We observed presence of VPA in serum caused increased venous ammonia levels, which eventually trended down to normal after its cessation. Increasing VPA levels in serum was associated with increasing venous ammonia levels initially [Figure 1]. The peak concentration of ammonia noted was likely a decrement from the real peak based on the time to peak of Depakote ® tablets being 4 h  (the patients initial VPA levels were measured at 2 h after she allegedly consumed the VPA while the next blood draw was 9 h later). We also made the following observations: (1) Raised venous ammonia levels may remain symptomatic for a significant period of time beyond discontinuation of VPA. (2) Existence of more than one concurrent mechanism with different decay kinetics in the metabolism of ammonia in presence of high or low concentrations of serum VPA. Unmasking of an inherent urea cycle metabolic disorder could have amplified the differential decay rates of venous ammonia.
The possibility of more than one mechanism causing hyperammonia secondary to VPA use is suggested by the different proposed mechanisms of VPA metabolites causing hyperammonemia,  these include: (1) Propionic acid inhibiting the urea cycle enzyme carbamoyl phosphate synthetase I; (2) Valproyl-CoA or a closely related compound as a proximate inhibitor of mitochondrial ureagenesis; (3) Valproyl-carnitine ester causing a relative carnitine deficiency and (4) 2,4-dien-VPA inhibiting b-oxidation. Although, we cannot speculate on the mechanisms responsible for the different kinetics of decay of ammonia levels in the presence of down-trending VPA levels we can confidently state that non-elevated hepatic enzymes and hyperammonemia despite carnitine replacement indicated that hepatic damage and carnitine deficiency  had very little role in causing the slowly down-trending elevated ammonia levels in the presence of subtherapeutic serum VPA levels.
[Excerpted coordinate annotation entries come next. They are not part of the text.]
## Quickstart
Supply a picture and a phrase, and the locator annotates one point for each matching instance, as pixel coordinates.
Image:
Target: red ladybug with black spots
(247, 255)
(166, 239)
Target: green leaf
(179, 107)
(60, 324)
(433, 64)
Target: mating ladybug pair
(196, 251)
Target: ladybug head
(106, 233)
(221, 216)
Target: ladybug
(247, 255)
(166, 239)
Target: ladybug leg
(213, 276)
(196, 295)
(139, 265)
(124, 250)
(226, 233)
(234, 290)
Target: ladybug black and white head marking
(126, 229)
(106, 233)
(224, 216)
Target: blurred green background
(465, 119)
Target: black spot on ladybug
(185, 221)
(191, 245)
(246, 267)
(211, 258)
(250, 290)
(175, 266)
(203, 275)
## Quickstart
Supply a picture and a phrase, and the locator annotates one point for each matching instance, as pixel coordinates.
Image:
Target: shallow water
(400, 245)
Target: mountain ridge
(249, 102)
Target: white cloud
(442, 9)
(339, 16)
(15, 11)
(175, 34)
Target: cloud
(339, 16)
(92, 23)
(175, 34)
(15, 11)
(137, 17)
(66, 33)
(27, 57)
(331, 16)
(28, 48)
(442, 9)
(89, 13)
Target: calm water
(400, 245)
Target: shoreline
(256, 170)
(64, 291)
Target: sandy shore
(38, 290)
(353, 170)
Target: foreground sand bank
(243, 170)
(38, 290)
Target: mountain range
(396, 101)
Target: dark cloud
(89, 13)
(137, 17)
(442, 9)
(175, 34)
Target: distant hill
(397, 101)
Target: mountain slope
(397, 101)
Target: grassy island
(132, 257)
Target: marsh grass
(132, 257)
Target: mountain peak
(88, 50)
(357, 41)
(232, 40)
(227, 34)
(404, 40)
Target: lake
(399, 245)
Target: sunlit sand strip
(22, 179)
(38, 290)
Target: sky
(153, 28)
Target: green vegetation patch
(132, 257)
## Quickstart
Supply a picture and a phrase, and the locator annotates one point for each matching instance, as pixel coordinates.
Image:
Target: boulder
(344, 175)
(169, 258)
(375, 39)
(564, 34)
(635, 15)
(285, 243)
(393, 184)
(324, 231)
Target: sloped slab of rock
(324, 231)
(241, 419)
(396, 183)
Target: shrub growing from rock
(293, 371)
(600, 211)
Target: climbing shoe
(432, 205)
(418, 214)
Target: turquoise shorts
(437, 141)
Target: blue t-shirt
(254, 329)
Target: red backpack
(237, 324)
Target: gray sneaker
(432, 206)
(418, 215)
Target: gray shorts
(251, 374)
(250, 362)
Hyperammonemia and psychiatric disturbance secondary to valproate use in our case showed a score of 9 by a Naranjo algorithm, indicating strong causality with the drug and placing it in causality category of "definite."  Our assessment of a high adverse reaction probability scale was based on the fact that there are previous conclusive reports of hyperammonemia secondary to VPA use with similar psychiatric features as presented in this case report, hyperammonemia occurred only after VPA use and eventually trended down to normal levels with discontinuation of VPA, patients psychiatric disturbance correlated with hyperammonemia, the patient symptomatically improved with drug discontinuation, there are no alternative explanation of hyperammonemia and altered mood in this case, the serum levels of VPA were elevated with concentrations known to be toxic and that toxic effects observed were more severe with high dose and less severe when secondary hyperammonemia decreased. This case report suggests that hyperammonemia, which is known to occur in about 50% patients treated with VPA, may have more than one concurrent etiologic mechanism with different decay kinetics which are not related to hepatic damage or carnitine deficiency.